En tout cas, je l'espérais grandement sinon, elles devraient se soumettre sexuellement à tous les mâles qui seraient mieux placés qu'elles hiérarchiquement. Et que mes filles se fassent v****r n'était pas dans mes projets. Quand bien même les loups ne considéraient pas ça ainsi. Ce n'en restait pas moins du viol quel que soit l'angle.
- Alors, vous savez ce qui vous reste à faire, n'est ce pas ?
Victoria soupira.
- Vraiment maman, tu as deux trains de retard pour cette discussion.Radja, la copine de Veronica, nous a déjà expliqué tout ça. Et ne t'inquiète pas nous sommes prêtes à mettre la pâté à tous ceux qui s'approcheront de trop près.
J'étais reconnaissante à Radja d'avoir pris sur elle pour parler à mes filles. Surtout que les choses avaient été plutôt compliquées pour elle. Une louve homosexuelle, ce n'était pas courant et pas très accepter chez les royaux. Elle ne serait d'ailleurs jamais libre et devrait assumer son devoir en tentant d'avoir une descendance et donc d'accepter un compagnon.
- Et puis maman, ajouta Catherine. Nous avons un avantage. Nous sommes deux, unis à jamais.
La pression descendit de quelques degrés. De toute façon, il n'était pas question qu'un mâle quel qu'il soit, n'approche de trop près de ma progéniture. Sinon je pourrais très bien devenir croc mort et surpasser Charbonnet-Labat-Glapion(société de pompes funèbres qui propose d'entreposer le corps en le mettant en scène plutôt que de le poser dans un cercueil) en me spécialisant dans la mise en scène d'obsèques de loups.
- Très bien, je suis heureuse d'entendre ça. Même si vous savez que maman sera toujours là pour vous protéger. Allez oust, au lit. Je dois parler à tante Véronica et vous aurez une journée plus que chargée demain.
Elles firent la course jusque devant les escaliers et se battaient pour être les premières à arriver dans leur chambre.

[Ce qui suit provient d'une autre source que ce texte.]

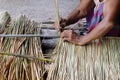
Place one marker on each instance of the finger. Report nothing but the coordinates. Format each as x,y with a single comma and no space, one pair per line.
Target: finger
66,39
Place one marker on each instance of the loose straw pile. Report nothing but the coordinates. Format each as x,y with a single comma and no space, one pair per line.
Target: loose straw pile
96,61
15,68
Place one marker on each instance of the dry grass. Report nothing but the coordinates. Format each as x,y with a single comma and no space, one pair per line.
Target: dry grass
96,61
14,68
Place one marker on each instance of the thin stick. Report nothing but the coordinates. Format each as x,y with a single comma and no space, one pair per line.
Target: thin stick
57,12
26,56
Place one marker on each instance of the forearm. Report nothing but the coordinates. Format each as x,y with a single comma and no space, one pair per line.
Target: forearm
100,30
80,11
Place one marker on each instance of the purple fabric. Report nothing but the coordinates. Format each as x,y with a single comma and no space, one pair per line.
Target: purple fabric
95,17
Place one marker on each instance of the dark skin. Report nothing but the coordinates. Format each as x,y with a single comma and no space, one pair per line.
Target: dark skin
110,15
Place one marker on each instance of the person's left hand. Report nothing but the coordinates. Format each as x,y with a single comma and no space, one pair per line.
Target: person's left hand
70,36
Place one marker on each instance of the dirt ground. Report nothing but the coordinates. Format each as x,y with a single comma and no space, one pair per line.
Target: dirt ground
38,10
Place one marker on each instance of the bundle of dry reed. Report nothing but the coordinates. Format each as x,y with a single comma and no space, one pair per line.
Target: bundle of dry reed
96,61
14,68
4,21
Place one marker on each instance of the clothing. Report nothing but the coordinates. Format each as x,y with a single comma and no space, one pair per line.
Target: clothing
96,16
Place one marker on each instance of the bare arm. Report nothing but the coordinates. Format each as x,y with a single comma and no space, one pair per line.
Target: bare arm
100,30
106,24
80,11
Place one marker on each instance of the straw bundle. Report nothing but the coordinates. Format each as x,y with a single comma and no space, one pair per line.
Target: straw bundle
96,61
4,21
14,68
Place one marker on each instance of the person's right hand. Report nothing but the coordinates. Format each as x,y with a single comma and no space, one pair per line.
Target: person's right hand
63,23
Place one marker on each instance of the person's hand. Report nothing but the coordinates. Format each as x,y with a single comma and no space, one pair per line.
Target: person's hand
71,36
63,23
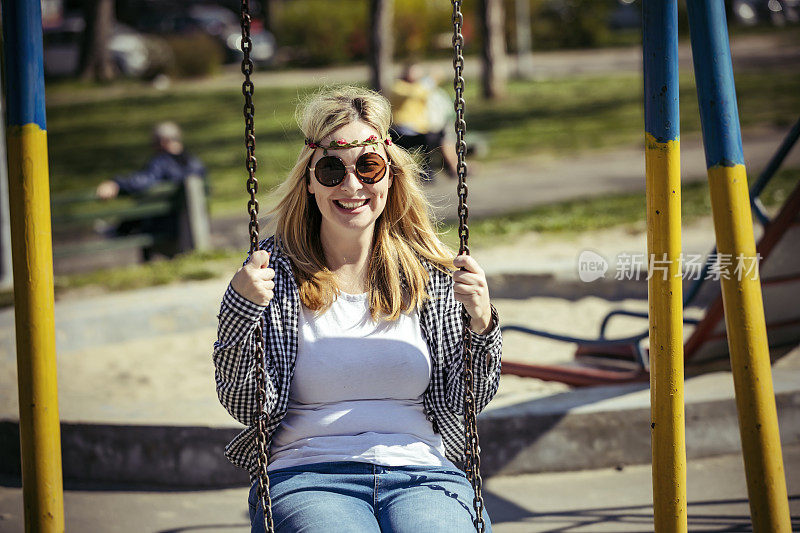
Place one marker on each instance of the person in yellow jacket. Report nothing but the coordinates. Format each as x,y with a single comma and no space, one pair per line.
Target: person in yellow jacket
413,127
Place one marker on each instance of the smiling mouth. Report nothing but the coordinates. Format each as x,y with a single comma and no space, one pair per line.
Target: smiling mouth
351,205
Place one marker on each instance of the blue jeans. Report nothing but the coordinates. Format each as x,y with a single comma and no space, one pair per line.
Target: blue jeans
352,497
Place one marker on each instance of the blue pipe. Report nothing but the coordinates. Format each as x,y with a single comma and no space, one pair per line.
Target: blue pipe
716,91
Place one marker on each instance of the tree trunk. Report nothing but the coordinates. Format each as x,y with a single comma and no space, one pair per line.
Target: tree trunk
381,44
96,60
491,17
270,8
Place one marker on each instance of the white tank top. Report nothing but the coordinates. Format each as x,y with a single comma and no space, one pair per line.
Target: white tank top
356,394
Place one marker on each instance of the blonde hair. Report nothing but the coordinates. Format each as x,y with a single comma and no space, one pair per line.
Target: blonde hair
403,235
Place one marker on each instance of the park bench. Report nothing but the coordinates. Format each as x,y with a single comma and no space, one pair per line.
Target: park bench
84,225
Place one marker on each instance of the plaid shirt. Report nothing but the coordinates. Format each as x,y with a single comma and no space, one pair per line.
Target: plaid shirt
441,324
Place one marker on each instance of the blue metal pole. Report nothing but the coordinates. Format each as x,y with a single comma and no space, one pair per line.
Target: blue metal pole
29,198
662,156
742,299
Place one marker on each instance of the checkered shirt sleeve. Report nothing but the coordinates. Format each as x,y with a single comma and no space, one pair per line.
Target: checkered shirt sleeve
235,357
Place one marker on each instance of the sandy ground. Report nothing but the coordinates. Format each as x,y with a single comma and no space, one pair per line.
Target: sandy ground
170,377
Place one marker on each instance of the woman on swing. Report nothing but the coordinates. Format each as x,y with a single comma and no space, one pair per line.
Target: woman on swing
362,330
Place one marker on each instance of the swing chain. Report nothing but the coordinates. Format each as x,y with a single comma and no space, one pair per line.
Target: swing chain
251,164
472,462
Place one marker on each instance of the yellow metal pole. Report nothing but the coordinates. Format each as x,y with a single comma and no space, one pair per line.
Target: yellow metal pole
662,156
741,289
29,196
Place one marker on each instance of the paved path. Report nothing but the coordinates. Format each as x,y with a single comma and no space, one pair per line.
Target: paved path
591,501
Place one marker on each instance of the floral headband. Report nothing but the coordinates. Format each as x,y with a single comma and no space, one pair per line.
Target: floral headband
340,144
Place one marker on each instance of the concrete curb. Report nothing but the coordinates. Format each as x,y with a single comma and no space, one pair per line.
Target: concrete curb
581,429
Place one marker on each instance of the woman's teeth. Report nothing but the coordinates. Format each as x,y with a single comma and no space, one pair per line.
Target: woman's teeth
350,205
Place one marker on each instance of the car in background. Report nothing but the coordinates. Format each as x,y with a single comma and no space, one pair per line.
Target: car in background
774,12
131,52
217,21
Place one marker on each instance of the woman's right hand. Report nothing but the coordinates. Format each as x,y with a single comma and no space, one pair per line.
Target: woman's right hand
254,280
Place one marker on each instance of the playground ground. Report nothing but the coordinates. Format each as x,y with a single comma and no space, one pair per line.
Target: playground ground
120,366
607,500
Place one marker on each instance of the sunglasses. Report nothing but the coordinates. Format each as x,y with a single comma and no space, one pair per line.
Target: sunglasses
370,168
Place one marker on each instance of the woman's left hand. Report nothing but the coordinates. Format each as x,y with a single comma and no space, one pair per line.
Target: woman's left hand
470,288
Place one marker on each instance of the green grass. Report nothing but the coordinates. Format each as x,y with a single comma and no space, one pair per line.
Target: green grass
90,142
603,212
188,267
562,218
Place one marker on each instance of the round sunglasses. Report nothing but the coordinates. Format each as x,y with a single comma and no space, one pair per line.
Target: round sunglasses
370,168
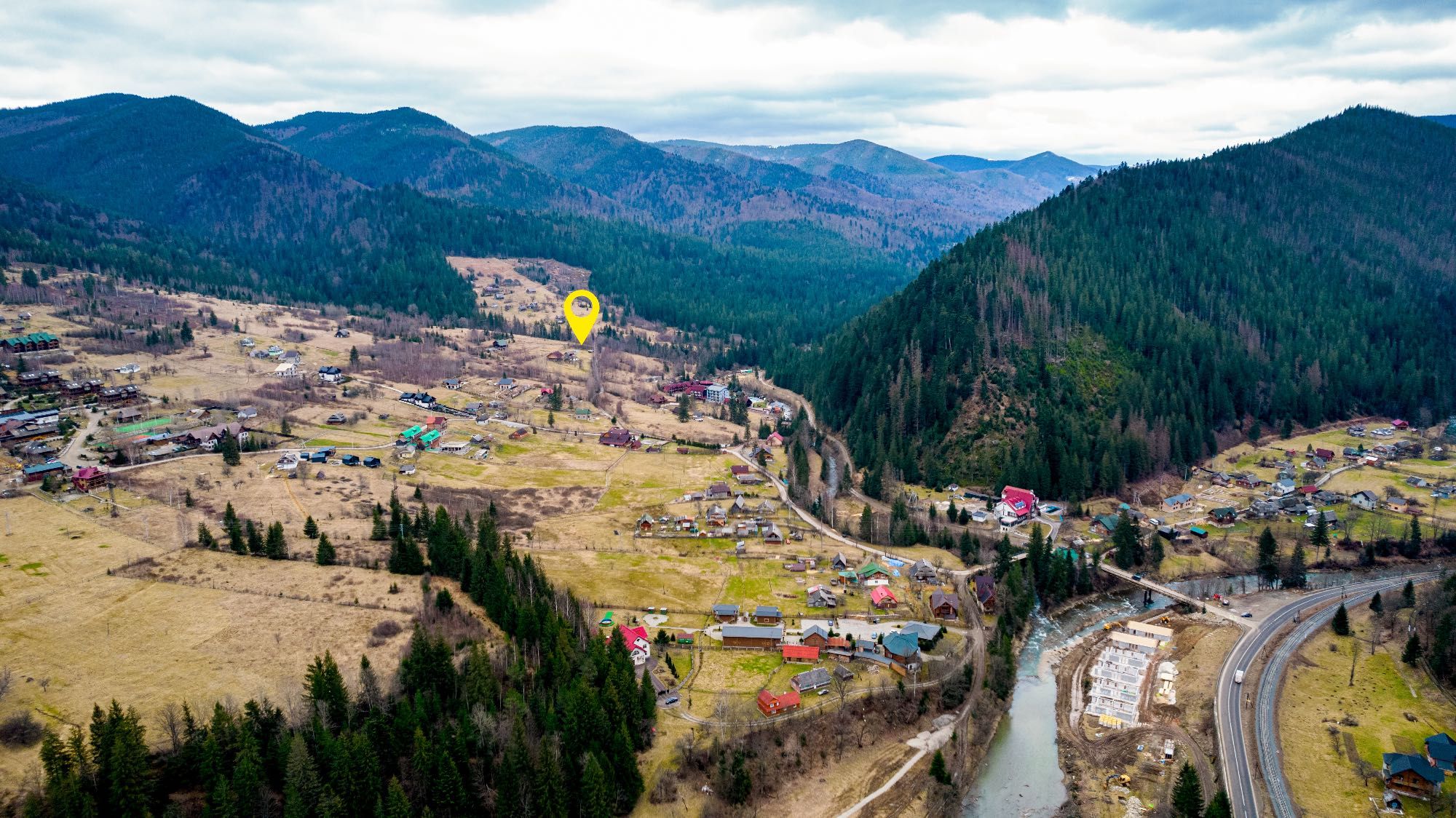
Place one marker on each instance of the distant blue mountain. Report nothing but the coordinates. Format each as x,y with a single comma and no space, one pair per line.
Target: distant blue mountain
1046,168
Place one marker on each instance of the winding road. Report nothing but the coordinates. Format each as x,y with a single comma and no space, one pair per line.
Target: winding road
1234,756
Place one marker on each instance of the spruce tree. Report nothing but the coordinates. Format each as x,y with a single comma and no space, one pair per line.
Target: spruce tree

Je pris quelques minutes pour me remettre de tout ce stress et mes pensées sombres n'eurent qu'une cible : Vladimir Alferov.Réaliser que tout ce qu'il avait laissé filtrer avait été savamment calculé, me laissait un goût de bile dans la bouche.Et dire que son manège m'avait échappé.Je m'en voulais. J'aurai dû comprendre qu'il avait une raison de me prendre dans ses bras.La jalousie l'étouffait tellement qu'il n'a pas pu se résoudre à ne pas me marquer, me recouvrant entièrement de son odeur. Partie comme ça, la prochaine fois, il n'hésitera pas à me pisser dessus.
Mes pas me menèrent dans la chambre de Véronica. Il me fallait trouver une solution pour éviter une prochaine intrusion.D'une façon ou d'une autre, ce fils de p**e paierait pour cet affront.